La venue d’Alexandra Benoit en Martinique coïncidait avec la mutation ici de son ancien collègue le Dr Zerghari, formé à l’oncofertilifé dans le même hôpital de Clamart. Ce lien a facilité la mise en place d’un réseau. « À l’Hôpital Antoine Beclère, nous avons reçu une dizaine de patientes de la Martinique depuis octobre 2017 » précise Alexandra Benoit. « Certaines d’entre elles ont souhaité conserver des ovocytes ».

Plateforme oncofertilité

Le réseau fonctionne, mais pour être plus efficace et pérennisé, la sage-femme estime que « la mise en place d’une plateforme d’oncofertilité en Martinique reste à ce jour indispensable pour corriger l’inégalité d’accès aux soins. La gestion logistique (transport, hébergement…) peut s’avérer compliquée ». Si le cancérologue donne son accord, il faut en effet être disponible immédiatement pour passer 3 à 5 jours à Paris, juste avant sa cure. Même si le voyage est pris en charge par la sécurité sociale, ce n’est pas toujours possible. De plus, cet éloignement allonge les délais alors que certains traitements n’attendent pas…

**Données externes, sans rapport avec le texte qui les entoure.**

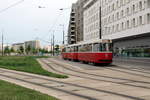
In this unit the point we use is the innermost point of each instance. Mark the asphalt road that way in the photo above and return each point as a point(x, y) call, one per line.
point(87, 82)
point(143, 63)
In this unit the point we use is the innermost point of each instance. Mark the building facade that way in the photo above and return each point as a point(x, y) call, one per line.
point(91, 20)
point(79, 20)
point(72, 26)
point(127, 23)
point(17, 46)
point(35, 44)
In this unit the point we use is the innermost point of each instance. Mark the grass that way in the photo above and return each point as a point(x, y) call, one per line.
point(26, 64)
point(10, 91)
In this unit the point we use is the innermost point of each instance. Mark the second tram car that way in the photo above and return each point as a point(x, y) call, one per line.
point(95, 52)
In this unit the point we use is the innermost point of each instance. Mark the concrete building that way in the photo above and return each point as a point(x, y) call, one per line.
point(79, 20)
point(91, 20)
point(17, 46)
point(33, 44)
point(72, 26)
point(126, 22)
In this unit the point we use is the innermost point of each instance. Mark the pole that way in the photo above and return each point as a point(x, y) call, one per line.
point(53, 45)
point(100, 22)
point(2, 43)
point(63, 35)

La mise en place, en Martinique, d’un service dédié à l’oncofertilité, avec un laboratoire équipé comme à Clamart, ce serait le scénario idéal. Cependant, le Dr Zerghari estime qu’« il n’est pas réaliste ou raisonnable d’envisager une structure autonome, au vu du faible nombre de patientes, une quinzaine par an ». Ces techniques demandent du matériel et un savoir-faire pointu, elles sont encore dans le domaine de la recherche. Elles sont coûteuses et on connaît la situation financière du CHUM… Pour que les martiniquaises aient les mêmes chances de devenir mères après un cancer, Le Dr Zerghari plaide plutôt pour « la mise en place d’un réseau local efficace, une plateforme en lien avec les centres référents ».

Pour l’instant, le réseau fonctionne avec l’hôpital Antoine Beclère de Paris et le centre de PMA de la Guadeloupe fonctionne grâce à la bonne volonté et la mobilisation des équipes.